Se debate uno en pensamientos contradictorios.
¿Será la vanidad lo que subyace debajo de esa alegría que sentimos al recibir tanto cariño?
¿De donde surge esa necesidad de sentirse querido?
Pero cuando miras alrededor y te das cuenta de que todos los seres humanos funcionamos a golpe de ternura y cariño y de que hasta la criatura más sumida en el fango responde con dulzura a la caricia o al detalle inesperado, respiras hondo porque detrás de esa autocomplacencia en el cariño de los otros no hay más que una confirmación de que somos humanos y que nos sentimos vivos y sobre todo repletos cuando el amor anda por medio.

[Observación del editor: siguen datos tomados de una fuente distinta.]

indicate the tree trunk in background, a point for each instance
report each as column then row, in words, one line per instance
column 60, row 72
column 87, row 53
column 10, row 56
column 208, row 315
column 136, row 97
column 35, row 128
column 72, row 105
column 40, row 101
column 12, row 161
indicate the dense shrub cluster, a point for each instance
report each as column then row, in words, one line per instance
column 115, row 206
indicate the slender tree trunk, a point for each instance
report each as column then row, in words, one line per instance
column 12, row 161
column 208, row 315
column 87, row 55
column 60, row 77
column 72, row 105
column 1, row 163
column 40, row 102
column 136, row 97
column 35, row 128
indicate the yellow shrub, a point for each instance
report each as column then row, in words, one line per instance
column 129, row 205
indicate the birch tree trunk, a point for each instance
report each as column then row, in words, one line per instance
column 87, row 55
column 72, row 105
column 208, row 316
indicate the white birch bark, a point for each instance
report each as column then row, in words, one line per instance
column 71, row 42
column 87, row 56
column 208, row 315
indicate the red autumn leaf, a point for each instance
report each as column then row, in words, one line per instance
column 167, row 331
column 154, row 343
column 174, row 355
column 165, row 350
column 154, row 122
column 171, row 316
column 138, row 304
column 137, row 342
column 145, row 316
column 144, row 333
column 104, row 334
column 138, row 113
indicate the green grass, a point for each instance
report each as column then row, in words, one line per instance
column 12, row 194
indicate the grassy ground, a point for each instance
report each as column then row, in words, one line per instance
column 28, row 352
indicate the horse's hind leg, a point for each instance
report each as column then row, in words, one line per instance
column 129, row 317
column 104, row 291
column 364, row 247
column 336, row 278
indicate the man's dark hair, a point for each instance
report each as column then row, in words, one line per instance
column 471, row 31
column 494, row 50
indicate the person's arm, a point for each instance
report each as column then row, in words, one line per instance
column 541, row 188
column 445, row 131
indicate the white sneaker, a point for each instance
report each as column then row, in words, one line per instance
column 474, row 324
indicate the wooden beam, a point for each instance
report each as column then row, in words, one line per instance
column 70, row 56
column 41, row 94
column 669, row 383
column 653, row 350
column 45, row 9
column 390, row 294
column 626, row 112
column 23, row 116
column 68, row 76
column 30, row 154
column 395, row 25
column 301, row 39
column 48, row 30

La ternura amansa y serena cualquier aspereza. Somos seres sedientos de cariño. El amor desarma y nos deja sin argumentos. Tonifica nuestro corazón y engarza cualquier existencia por deshilachada que se encuentre.

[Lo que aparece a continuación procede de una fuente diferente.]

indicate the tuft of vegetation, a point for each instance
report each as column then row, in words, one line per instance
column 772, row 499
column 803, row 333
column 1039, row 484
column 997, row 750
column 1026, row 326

Hoy habéis hecho que mi vida haya sido una auténtica gozada. Me siento desbordada y agradecida por vuestro tiempo, abrazos intensos y sinceros, piropos que halagan y reedifican, llamadas que ilusionan, correos electrónicos que asombran, palabras tiernas, flores virtuales, cartas repletas de jovialidad adolescente, regalos inesperados, dulzura wasapera, realidad virtual que se ha transformado en caricias digitales que me han rozado y erizado la piel pareciendo casi reales. Y he podido casi bailar al son de ese cumpleaños feliz envuelto en brisas que te aseguro no estaba en absoluto desafinado.
Pero hay algo que cada año convierte este día que comparto con mi hija en celebraciones onomásticas en una jornada distinta. La liturgia anual de cada cumpleaños comienza cada mañana del 27 de abril con el desayuno. Es cuando paladeo y degusto con una unción casi mística, un ritual necesario en este día. Ese dulce que han hecho las manos de ella...el bizcocho de mi madre...¡casi nada!